Entstanden im Auftrag König Franz I. von Frankreich schuf Cellini das Kunstwerk während seines Aufenthalts in Paris in den Jahren 1540 bis 1543. Als Geschenk König Karls IX. gelangte das 26 Zentimeter hohe und 33,5 Zentimeter breite Salzfass an Erzherzog Ferdinand II. (von Tirol), der den König bei dessen Hochzeit mit Erzherzogin Elisabeth 1570 vertreten hatte. Dieses außerordentliche kostbare Tafelgerät, das Cellini seinen eigenen Angaben nach aus Goldblech freihändig getrieben hat, ist gleichzeitig eine allegorische Darstellung des Planeten Erde.

Restauratorinnen untersuchen Saliera

APA/Günter R. Artinger

Restauratorinnen untersuchen die Saliera

In Kiste in Waldstück bei Zwettl vergraben

Nach dem Diebstahl läuft eine weltweite Fahndung nach der Saliera. Angebliche Spuren verlaufen ins Nichts, Lösegeldforderungen werden gestellt, der damalige KHM-Direktor Wilfried Seipel wird verschaukelt und gar bis nach Italien gelotst, auch die Ermittlungen der Polizei bleiben ohne Erfolg.

Dreizack der Saliera

APA/Guenter R. Artinger

Abnehmbarer Dreizack der Saliera

Von Mai 2003 bis Jänner 2006 dauert es, bis sich eine erste heiße Spur zu dem Kunstwerk eröffnet. Ein Teil des Kunstwerks, der abnehmbare Dreizack befindet sich in den Händen der Polizei. Außerdem kann die Polizei ein Bild von einem Verdächtigen anfertigen. Am 21. Jänner 2006 gesteht ein damals 50-jähriger Experte für Alarmanlagen aus Wien-Neubau den Diebstahl der Saliera. Er führt die Polizei zu einem Waldstück bei Brand im Bezirk Zwettl. Dort wird eine Kiste ausgegraben, darin enthalten die Saliera. Noch heute erinnert man sich in Brand an das Aufsehen, das die Saliera in dem kleinen Ort verursacht hat - mehr dazu in Die Saliera, die Laibchen und der Schnaps (noe.ORF.at).
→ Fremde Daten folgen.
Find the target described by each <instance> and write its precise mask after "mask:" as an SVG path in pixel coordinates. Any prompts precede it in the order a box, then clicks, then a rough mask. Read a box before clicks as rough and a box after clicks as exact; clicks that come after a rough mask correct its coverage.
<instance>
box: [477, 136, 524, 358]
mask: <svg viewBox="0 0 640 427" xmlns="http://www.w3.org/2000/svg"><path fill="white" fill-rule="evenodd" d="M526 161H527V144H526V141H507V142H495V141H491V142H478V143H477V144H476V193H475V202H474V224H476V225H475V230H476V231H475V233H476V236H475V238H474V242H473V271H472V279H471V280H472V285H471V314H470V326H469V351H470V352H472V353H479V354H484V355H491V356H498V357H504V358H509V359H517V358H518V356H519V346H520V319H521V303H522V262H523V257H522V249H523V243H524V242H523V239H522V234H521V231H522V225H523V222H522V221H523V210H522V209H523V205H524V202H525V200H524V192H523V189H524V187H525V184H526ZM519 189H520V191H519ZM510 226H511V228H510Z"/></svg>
Im September 2006 wird der Saliera-Dieb im Wiener Straflandesgericht wegen schweren Einbruchsdiebstahl zu vier Jahren Haft verurteilt. Der Oberste Gerichtshof hebt das Urteil im März 2007 aus formalen Gründen auf. Im zweiten Rechtsgang wird der Angeklagte zu fünf Jahren Haft verurteilt. Ende Oktober 2008 wird der Mann vorzeitig freigelassen. Er saß zwei Jahre und sieben Monate in Haft.

Saliera

Kunsthistorisches Museum Wien

Das Prunkstück in der Kunstkammer

Heute, zehn Jahre nach dem Diebstahl, ist die Saliera das Prunkstück in der neuen Kunstkammer des Museums - Kunstkammer für alle geöffnet.
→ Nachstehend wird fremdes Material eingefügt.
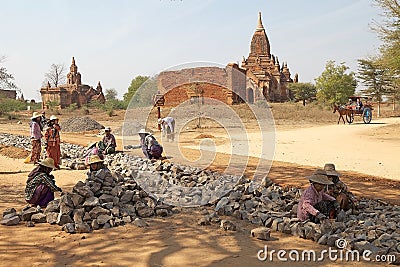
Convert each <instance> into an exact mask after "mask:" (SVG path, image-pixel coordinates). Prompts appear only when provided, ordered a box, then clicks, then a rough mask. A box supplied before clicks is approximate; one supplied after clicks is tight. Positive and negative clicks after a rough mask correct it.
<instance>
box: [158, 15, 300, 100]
mask: <svg viewBox="0 0 400 267" xmlns="http://www.w3.org/2000/svg"><path fill="white" fill-rule="evenodd" d="M157 81H158V86H157V87H158V90H159V92H160V93H161V94H164V98H165V105H168V106H175V105H178V104H180V103H183V102H184V101H190V102H197V101H203V100H202V99H204V98H213V99H216V100H219V101H221V102H223V103H226V104H229V105H232V104H238V103H241V102H244V101H246V102H247V103H254V102H255V101H258V100H261V99H266V100H267V101H269V102H285V101H288V100H290V97H291V95H290V91H289V89H288V84H289V83H293V82H297V81H298V76H297V74H296V75H295V78H294V79H292V78H291V74H290V71H289V68H288V66H287V63H282V64H280V63H279V60H278V57H277V56H274V55H272V54H271V52H270V43H269V40H268V37H267V34H266V32H265V29H264V26H263V24H262V20H261V12H259V14H258V24H257V28H256V30H255V33H254V34H253V37H252V40H251V44H250V53H249V56H248V57H247V58H244V57H243V61H242V65H241V66H240V67H239V66H238V64H237V63H229V64H228V65H227V66H226V67H225V68H221V67H197V68H187V69H182V70H177V71H164V72H161V73H160V74H159V76H158V78H157Z"/></svg>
Der Diebstahl machte das Salzfass weltweit wohl zum bekanntesten Stück der Sammlung. In der am 1. März wieder eröffneten Kunstkammer des Kunsthistorischen Museums Wien ist es im Saal XXIX ausgestellt. KHM-Direktorin Sabine Haag platzierte es eigenhändig in seiner Vitrine - mehr dazu in Saliera wieder in der Kunstkammer.

Das kostbare Salzfass ist neben der Sammlung von Kaiser Rudolf II. das Herzstück der Neuaufstellung - und fasziniert das Auge des Betrachters nicht allein deswegen, weil es einmal gestohlen worden ist.